Dès sa première intervention, lundi 31 mars au soir, Marine Le Pen a toutefois ouvert une nouvelle brèche, là où on ne l’attendait pas. « L’État de droit a été totalement violé par la décision qui a été rendue », a-t-elle clamé au journal de 20 heures de TF1.Elle ne cesse depuis de nourrir ce récit : en prononçant une peine d’inéligibilité immédiate, les juges la privent, « sans recours possible »,d’une candidature à la présidentielle de 2027, au mépris du principe de séparation des pouvoirs et de la liberté des électeurs.

Appel avant l’été 2026

Concernant les droits de la défense, l’argument de la députée est difficilement audible. Alors que Marine Le Pen a fait appel de la décision rendue en première instance, la cour d’appel de Paris a annoncé mardi soir qu’elle traiterait « ce dossier dans des délais qui devraient permettre de rendre une décision à l’été 2026 ». Une rapidité dans laquelle certains ont même vu un traitement de faveur. La procureure générale Marie-Suzanne Le Quéau a tenu à faire une mise au point, jeudi, dans Le Parisien : la justice avait anticipé ce recours et c’est précisément pour ne pas être « prise en otage par l’actualité politique »qu’elle s’est organisée pour juger rapidement.

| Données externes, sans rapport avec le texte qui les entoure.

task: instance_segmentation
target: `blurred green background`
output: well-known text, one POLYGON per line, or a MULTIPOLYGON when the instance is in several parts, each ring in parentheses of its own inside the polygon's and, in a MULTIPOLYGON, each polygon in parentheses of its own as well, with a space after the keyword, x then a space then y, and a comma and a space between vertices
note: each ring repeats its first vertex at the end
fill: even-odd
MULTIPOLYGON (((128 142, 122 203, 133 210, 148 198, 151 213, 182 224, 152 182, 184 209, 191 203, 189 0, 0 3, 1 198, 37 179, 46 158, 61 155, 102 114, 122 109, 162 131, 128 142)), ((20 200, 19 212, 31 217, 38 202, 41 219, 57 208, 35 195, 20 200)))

L’avocat de la députée a vu dans cette accélération un désaveu de la décision du tribunal. Mais pour le professeur de droit et ancien ministre socialiste de la justice Jean-Jacques Urvoas, « cette stratégie de surenchère est très risquée ». Le jugement de plus de 150 pages détaille le déni total dans lequel s’est enfermé le RN durant deux mois de procès pour justifier l’inéligibilité. Jean-Jacques Urvoas rappelle qu’en 2004 Alain Juppé, dans l’affaire des emplois fictifs de la mairie de Paris, avait obtenu en appel une réduction de peine d’inéligibilité de dix ans à un an, en raison de son changement de ligne de défense.

Des élus qui reprochent aux juges d’appliquer la loi qu’ils ont votée

Pour l’instant, en engageant un rapport de force avec la justice, Marine Le Pen ne semble pas dans cette disposition. « En appel, ce ne seront plus les mêmes magistrats et elle ne pourra pas refaire le coup du juge rouge »,anticipe Jean-Jacques Urvoas.

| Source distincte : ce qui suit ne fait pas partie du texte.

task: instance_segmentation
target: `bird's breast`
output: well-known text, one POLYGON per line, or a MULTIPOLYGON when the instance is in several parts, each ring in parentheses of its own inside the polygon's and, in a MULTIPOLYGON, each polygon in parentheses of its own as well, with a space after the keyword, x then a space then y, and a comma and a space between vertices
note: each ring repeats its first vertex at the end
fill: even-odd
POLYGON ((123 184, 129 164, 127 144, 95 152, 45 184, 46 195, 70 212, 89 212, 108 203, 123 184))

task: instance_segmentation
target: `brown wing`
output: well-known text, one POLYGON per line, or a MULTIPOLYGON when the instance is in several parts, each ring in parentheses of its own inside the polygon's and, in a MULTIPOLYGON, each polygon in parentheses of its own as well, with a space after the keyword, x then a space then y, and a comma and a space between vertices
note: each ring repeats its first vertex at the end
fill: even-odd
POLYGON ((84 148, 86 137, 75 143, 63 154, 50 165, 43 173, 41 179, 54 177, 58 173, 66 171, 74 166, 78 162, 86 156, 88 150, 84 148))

Marine Le Pen annonce par ailleurs qu’elle va saisir la Cour européenne des droits de l’homme et introduire une question prioritaire de constitutionnalité (QPC) sur l’application immédiate de l’inéligibilité. Une situation assez paradoxale pour l’ancienne candidate à la présidentielle, qui s’était engagée à supprimer le Conseil constitutionnel et à délier la France du carcan de la justice européenne, des institutions qui incarnaient selon elle alors les excès de l’État de droit !

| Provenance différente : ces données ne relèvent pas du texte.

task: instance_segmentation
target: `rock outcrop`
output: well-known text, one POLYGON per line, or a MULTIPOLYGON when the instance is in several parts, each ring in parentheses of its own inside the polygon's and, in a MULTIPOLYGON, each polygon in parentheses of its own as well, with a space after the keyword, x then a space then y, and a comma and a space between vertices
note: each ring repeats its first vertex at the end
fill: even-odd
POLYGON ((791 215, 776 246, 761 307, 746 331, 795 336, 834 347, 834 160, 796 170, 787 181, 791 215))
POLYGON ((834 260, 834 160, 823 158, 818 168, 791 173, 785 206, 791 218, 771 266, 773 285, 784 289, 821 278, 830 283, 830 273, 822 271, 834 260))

Constitutionnaliste, Anne Levade donne une définition de l’État de droit. « C’est l’État qui impose et qui s’impose à lui-même une règle de droit. » En l’occurrence, l’application provisoire de l’inéligibilité s’inscrit dans le cadre d’un durcissement du droit pénal voulu par la représentation nationale afin de moraliser la vie politique. « La prééminence de la règle est fondée sur le fait qu’elle est le produit de l’exercice de la souveraineté du peuple », insiste Anne Levade pour souligner combien il est paradoxal d’entendre des élus reprocher aux juges d’appliquer la loi qu’ils ont votée. Le groupe d’Éric Ciotti, allié du RN, défendra le 26 juin une proposition de loi pour supprimer l’exécution provisoire. Mais l’initiative a peu de chances d’aboutir tant elle apparaîtrait comme une loi d’exception.

Marine Le Pen entend bien convaincre les citoyens que la justice leur vole leur droit de vote. « Le pays est en train de vaciller sur ses principes, sur ses valeurs »,met-elle en garde. L’État de droit ne fait pourtant nullement de l’éligibilité un droit absolu. L’État de droit, rappelle Gérald Bronner, ne repose pas « sur l’existence d’un pouvoir paré de toutes les vertus mais sur la séparation de pouvoirs qui se contrôlent et s’équilibrent ». En jouant la voix du peuple contre la justice, Marine Le Pen renforce une tendance lourde « de remise en cause des institutions » qui inquiète au plus haut point Anne Levade. La juriste y voit le symptôme d’une « fragilisation profonde de la démocratie »qui va bien au-delà de la crise provoquée par Marine Le Pen.